The paper analyses the short story collection The Untilled Field by the Irish writer George Moore (1852-1933) with the aim of establishing the subversive potential of these stories in the context of the criticism of the overpowering dogmas within the Irish society at the beginning of the 20th century. With this long neglected short story collection, George Moore reveals a darker, silenced side of Ireland, hidden from the public discourse of the socio-political mainstream of the period. His social criticism is primarily focused on some neuralgic aspects of the Irish society of the time, namely on the dominant influence of the Irish Catholic church on the collective ethos of the nation and, subsequently, on the spiritual and moral paralysis of the Irish people as well as on mass emigrations of the Irish to America. By pinpointing these, in his view, destructive social forces and the complex sociopolitical situation in Ireland during the formation of the modern Irish state, George Moore identifies a state of collective moral lethargy characterised by total absence of any possibility of individual affirmation through artistic agency. The importance of this short story collection, from the point of view of scientific research, lies in the foregrounding motivation behind it.
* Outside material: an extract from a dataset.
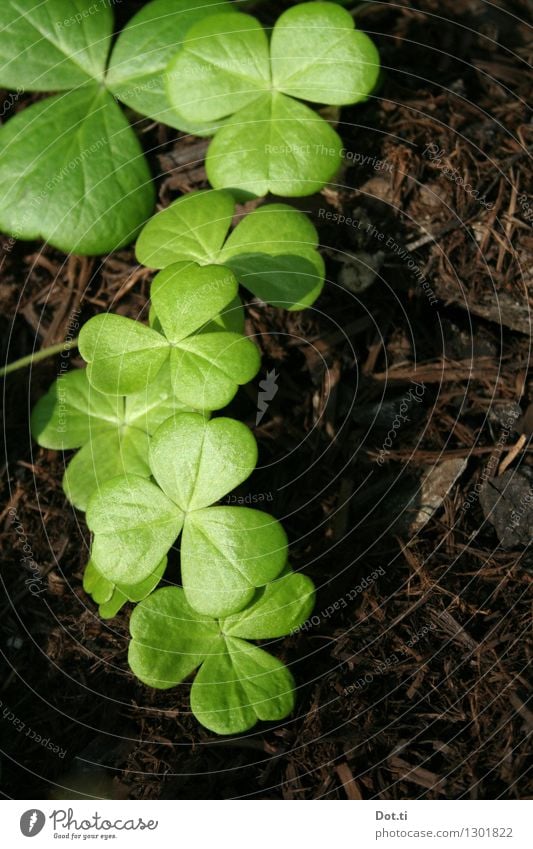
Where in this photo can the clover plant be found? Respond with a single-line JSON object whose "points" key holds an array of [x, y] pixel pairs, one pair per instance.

In other words, in George Moore´s intention to dig deep into the relentless existence of the Irish people at one stage in the country´s history and to re-shape the well- established colonial representations which favoured falsely pastoral visions of Ireland. It was not until the second half of the 20th century that the stigma of ´un-patriotic´ and ´subversive´ was lifted from this short story collection giving it, though still limited, well-deserved attention and recognising its literary and artistic importance for Irish national culture and for its literature.